To verify that your system is working, here are some of the common questions to ask:

  • Are the critical limits established for each product being met?
  • Is sufficient documentation being maintained of periodic revalidations or independent audits that take place?
  • If changes occur in any procedures, or as a result of any evaluations and process improvements, are these being adequately documented?
  • Are regulatory and self-inspections on file with definitive documentation that corrective actions have been taken?
  • Are training records on file for all employees and does the training record include job-specific HACCP training that takes place?
  • Are records on file to document employee competency evaluations and, where applicable, employee participation in retraining programs?

Step back and take a look
There are different techniques used to "step back" and look at an entire operation with an eye toward verifying that the HACCP program is working as planned. One technique is to document each step and procedure in a video recording.

Another common practice is to collect random samples of food for microbiological analysis, accompanied by visual inspection of the operation, reviewing the entire HACCP plan with adjustments are all part of the verification process.

If this is too time-consuming for you and your staff to accomplish in your operation, you want to hire a consultant as a "second set of eyes," to observe your HACCP program and make suggestions for changes. Your local sanitarian may also be another resource to assist you in the verification of your HACCP plan. In fact, you may find that your verification process can be combined with periodic audits performed by local heath authorities.

If you decide to do a self verification of your foodservice operation, try to set the stage as if you were the consultant, local sanitarian, or the corporate HACCP guru. (Some suggested actions to take in a self verification program are listed in the side-bar on page 68. Depending upon your operation, you will want to expand on that list.)

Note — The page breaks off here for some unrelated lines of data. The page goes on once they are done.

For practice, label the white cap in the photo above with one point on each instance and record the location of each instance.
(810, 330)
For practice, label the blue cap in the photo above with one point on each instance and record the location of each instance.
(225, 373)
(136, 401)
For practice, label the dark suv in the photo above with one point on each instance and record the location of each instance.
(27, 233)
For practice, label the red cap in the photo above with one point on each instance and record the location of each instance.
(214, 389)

Once you have completed your self verification, you will need to prepare a report and discuss the findings with your team as well as your management. You will also need to develop a plan to correct any deficiencies you've identified.

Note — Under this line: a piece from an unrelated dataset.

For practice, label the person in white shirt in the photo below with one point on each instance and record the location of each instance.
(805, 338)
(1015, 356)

Next month this column will discuss ways for you to set up a record keeping system that will help in the validation process. Several options will be discussed so that you can determine the one that will work best for you.

A basic checklist for HACCP self-verification

If you decide to implement a self-verification of your foodservice operation, try to set the stage as if you were the consultant, local sanitarian, or the corporate HACCP guru. This is a basic list of some of the actions to take, but, depending upon your operation, it will often need to be expanded to match a particular facility or production system.

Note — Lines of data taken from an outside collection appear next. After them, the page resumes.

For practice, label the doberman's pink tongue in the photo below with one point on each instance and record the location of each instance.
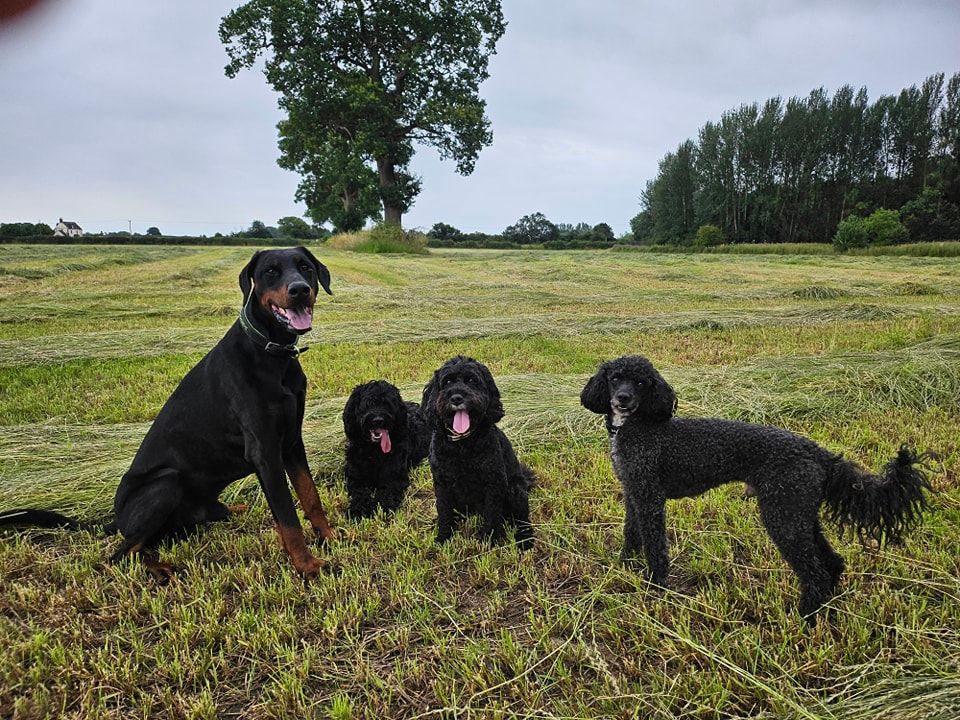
(461, 422)
(299, 319)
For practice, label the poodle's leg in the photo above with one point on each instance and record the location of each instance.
(794, 530)
(493, 509)
(651, 516)
(632, 539)
(831, 560)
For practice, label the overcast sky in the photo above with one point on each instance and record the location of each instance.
(113, 111)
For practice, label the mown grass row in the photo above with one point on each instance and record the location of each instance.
(858, 353)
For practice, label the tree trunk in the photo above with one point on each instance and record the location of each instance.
(392, 211)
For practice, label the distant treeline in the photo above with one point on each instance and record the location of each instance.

  1. Prepare an audit form to use for your verification, covering all areas of your operation.
  2. Observe and talk to the employees, ask questions, check for competency. Document your findings.
  3. Review menu and recipes to see that they are being followed as written.
  4. Check equipment maintenance records and check calibration of equipment especially thermometers and timers.
  5. Look at the adherence to the flow charts.
  6. Check the time and temperature records for variances of established standards.
  7. Scrutinize the cross contamination potential.
  8. Go through all monitoring, training, self inspection, production, and product records.
  9. Review any corrective action taken when CCPs were not met.

Charnette Norton is vice president of Romano Gatland of Texas, foodservice consultants & planners worldwide, in the regional office located in Missouri City, TX. Presently, she is serving on active duty in Bosnia as part of U.S. Operation Enduring Freedom. Char Norton and Ruby Puckett coauthored the book "HACCP, The Future Challenge—Practical Application for the Foodservice Administrator."